The Court of Appeal has recently found in favour of the Revenue in the controversial case of Vodafone 2 v HMRC.
In 2006, in the case of Cadbury Schweppes v HMRC (Case C – 196/04), the European Court of Justice (ECJ) decided that the Controlled Foreign Companies (CFC) legislation in the United Kingdom cannot be applied to tax profits of a foreign subsidiary if the CFC is actually established in another EU Member State and carries on genuine economic activity there. The fact that it may have done so for tax reasons is irrelevant. The CFC legislation can be applied only if the CFC is a wholly artificial arrangement intended to escape tax and there is no genuine economic activity.
Vodafone 2 took this argument a stage further last year. The High Court said it was impossible to construe the CFC legislation in a way that enabled it to comply with EC law, even in the absence of an establishment with genuine economic activity.
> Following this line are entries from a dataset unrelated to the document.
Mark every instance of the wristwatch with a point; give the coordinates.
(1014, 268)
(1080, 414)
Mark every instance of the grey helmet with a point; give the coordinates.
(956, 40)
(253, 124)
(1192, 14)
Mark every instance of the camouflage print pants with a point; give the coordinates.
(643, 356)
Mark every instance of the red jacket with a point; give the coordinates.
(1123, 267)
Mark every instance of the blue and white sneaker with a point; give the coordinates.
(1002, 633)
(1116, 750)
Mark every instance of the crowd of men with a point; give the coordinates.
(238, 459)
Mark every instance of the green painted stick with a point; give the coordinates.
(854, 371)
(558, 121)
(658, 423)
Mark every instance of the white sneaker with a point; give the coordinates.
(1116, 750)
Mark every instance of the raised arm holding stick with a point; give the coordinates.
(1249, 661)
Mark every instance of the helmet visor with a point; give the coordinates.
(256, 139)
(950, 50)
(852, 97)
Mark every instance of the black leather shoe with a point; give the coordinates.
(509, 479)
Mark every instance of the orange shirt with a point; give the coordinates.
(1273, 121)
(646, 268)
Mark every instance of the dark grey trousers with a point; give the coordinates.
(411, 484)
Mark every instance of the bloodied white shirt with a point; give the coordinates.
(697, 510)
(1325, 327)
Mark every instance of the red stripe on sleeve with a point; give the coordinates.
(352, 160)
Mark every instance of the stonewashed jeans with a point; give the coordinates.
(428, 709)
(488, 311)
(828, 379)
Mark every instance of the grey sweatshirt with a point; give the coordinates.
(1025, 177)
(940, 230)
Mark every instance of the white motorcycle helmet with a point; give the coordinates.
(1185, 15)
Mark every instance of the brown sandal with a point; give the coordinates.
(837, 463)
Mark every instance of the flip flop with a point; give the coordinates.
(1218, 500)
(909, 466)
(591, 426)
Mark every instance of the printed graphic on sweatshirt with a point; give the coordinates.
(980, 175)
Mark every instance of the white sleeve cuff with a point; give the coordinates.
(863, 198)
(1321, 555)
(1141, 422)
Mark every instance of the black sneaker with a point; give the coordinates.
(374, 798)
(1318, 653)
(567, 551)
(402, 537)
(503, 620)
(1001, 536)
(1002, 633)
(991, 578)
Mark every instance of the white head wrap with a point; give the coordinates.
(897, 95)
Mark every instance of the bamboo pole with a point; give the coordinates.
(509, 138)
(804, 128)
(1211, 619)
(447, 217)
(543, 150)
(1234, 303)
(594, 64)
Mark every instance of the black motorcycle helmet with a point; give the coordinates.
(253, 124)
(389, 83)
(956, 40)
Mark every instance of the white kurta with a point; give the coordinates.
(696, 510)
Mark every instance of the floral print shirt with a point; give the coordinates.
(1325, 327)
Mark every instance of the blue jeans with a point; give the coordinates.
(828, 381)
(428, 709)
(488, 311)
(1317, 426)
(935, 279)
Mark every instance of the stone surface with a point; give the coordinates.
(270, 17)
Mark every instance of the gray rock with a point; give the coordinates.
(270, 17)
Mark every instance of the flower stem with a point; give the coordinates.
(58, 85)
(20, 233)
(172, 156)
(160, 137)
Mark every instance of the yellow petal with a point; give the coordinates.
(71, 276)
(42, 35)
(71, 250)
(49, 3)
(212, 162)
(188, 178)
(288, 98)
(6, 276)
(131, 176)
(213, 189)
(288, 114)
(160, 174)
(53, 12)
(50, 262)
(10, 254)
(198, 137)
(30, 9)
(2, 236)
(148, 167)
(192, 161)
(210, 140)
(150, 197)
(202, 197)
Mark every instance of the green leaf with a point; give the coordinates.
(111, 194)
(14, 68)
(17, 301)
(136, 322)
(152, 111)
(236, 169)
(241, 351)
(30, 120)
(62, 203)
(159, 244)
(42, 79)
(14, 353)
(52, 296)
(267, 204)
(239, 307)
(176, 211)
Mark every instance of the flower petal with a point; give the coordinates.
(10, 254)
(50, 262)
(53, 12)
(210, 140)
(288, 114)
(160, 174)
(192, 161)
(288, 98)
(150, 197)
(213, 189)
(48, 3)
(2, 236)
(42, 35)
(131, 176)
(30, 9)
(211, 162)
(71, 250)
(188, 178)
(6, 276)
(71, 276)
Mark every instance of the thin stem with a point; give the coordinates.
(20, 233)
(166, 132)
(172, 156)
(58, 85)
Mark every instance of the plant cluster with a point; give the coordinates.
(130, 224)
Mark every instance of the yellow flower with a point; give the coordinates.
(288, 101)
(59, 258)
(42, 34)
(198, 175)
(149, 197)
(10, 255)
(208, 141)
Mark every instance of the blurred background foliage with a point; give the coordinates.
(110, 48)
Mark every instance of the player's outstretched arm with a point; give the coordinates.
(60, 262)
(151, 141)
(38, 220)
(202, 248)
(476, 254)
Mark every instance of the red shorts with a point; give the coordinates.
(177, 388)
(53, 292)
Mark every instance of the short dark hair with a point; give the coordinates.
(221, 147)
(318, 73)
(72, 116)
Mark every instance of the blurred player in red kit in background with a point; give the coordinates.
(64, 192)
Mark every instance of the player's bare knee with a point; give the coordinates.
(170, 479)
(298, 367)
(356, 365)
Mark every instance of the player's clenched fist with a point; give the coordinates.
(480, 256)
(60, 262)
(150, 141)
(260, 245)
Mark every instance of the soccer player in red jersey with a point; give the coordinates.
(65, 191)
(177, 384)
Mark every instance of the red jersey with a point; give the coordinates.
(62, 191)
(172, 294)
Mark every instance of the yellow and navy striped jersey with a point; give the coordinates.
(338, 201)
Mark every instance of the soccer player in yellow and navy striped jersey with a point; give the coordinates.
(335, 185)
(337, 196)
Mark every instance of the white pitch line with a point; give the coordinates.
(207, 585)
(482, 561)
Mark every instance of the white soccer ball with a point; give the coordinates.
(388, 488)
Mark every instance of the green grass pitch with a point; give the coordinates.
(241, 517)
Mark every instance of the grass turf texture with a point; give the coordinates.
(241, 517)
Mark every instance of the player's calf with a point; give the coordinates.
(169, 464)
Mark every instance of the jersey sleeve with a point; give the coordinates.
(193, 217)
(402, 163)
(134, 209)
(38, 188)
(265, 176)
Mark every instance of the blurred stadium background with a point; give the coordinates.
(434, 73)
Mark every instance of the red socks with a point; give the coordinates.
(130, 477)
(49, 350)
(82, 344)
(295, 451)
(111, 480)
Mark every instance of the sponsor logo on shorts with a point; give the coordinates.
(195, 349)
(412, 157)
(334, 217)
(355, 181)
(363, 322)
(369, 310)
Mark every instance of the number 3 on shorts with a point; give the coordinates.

Section 748 Taxes Act 1988 could not be interpreted otherwise, and amending legislation would be necessary for the rules to work.
However, the Court of Appeal has taken a rather less robust view. They said that the issue was whether it was possible to interpret the CFC legislation so that it did not unlawfully restrict the taxpayers’ freedom of establishment. HMRC contended that the legislation was cast widely, but was subject to a number of overlapping exceptions and all that was necessary was to introduce an additional exception in respect of companies in EU states that carried on genuine economic activities there.
The Court of Appeal decided that the jurisdiction of the ECJ did not include the interpretation of the legislation of a Member State. The obligation of the National Court was to consider how far the domestic law might be applied so as to conform with EC law. This could be done through an interpretation that removed the hindrance referred to by the ECJ. The Court of Appeal was entitled and bound to consider the whole of the CFC legislation in ascertaining whether it could be interpreted in a manner conforming with EC law. They decided that it was permissible to extend the exceptions to which the CFC legislation was subject to bring this about. The insertion of another exception in Section 748 along the lines suggested by HMRC would leave the impact of the CFC legislation unaffected on those companies to which it was intended to apply. The interpretation advanced by HMRC reflected and excepted from the operation of the CFC legislation precisely that element which the ECJ had found unacceptable.
So we are back to the decision in Cadbury Schweppes.
I find this all very puzzling. The powers of the Court to make “an emendation” to a statute are legendary, but inserting a whole new exception to the statutory provision? I will look forward with interest to the analysis of the House of Lords, which will surely be the next step in this saga.